At the hearing held September 5, 2012, the defendants admitted that certain absentee ballot voters received things of value in exchange for their votes being cast for Hudson Hallum. For example, in or about May 2011, Carter and Malone provided a chicken dinner to an individual in exchange for the absentee ballot votes of that individual and one other individual. Further, on or about May 4, 2011, Carter contacted Hudson Hallum about a family of eight who had requested a “family meal” in exchange for their absentee ballot votes being cast in favor of Hudson Hallum. Carter requested $20 from Hudson Hallum to pay for the food, to which request Hudson Hallum agreed.

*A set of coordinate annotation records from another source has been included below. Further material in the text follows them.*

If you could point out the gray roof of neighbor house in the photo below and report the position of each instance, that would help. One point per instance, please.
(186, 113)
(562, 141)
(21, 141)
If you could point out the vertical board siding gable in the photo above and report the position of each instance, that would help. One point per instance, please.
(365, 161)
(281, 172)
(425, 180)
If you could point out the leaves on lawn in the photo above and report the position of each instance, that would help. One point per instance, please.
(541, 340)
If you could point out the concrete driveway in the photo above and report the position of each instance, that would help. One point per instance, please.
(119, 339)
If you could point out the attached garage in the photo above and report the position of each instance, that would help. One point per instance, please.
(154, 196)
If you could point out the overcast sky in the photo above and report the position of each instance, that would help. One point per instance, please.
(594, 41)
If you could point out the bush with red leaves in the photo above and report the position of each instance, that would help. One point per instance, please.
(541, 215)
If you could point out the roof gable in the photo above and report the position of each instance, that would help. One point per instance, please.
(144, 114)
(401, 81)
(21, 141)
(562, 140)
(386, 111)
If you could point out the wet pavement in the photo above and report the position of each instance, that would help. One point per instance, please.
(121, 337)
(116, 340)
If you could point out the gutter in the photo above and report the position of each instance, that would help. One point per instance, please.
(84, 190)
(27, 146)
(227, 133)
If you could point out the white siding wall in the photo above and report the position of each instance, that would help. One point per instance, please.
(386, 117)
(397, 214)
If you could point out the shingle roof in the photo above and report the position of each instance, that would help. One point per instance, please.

In addition, on or about May 5, 2011, Carter notified Hudson Hallum that some absentee ballot voters were “holding on” to their absentee ballots because they needed money for food. Hudson Hallum instructed Carter to obtain money for the absentee voters from Kent Hallum. Hudson Hallum further told Carter that $20 to $40 was too much to pay for one vote, but that this amount was acceptable to pay for the votes of multiple members of a household. On that same date, Hudson Hallum also told Carter, “We need to use that black limo and buy a couple of cases of some cheap vodka and whiskey to get people to vote.” Two days later, Carter and Kent Hallum spoke with an individual in Memphis, Tennessee, about getting a discounted price for the purchase of 100 half pints of vodka for the campaign.
Kent Hallum and Hudson Hallum also waived indictment and pled guilty to the conspiracy charge on September 5, 2012. They are scheduled to appear before Judge Baker for sentencing on June 20, 2013.
State charges are pending against Leroy Grant, Eric Cox, Lorenzo Parker, Amos Sanders, and Lisa Burns related to the election fraud scheme. They were filed by special prosecutor H.G. Foster, who was appointed to a circuit court judgeship in January 2013. The case is now being prosecuted by Pulaski and Perry County Prosecutor Larry Jegley.
The investigation was conducted by the Federal Bureau of Investigation and the Arkansas State Police. The case is being prosecuted by Assistant United States Attorneys Tricia Harris and Angela Jegley.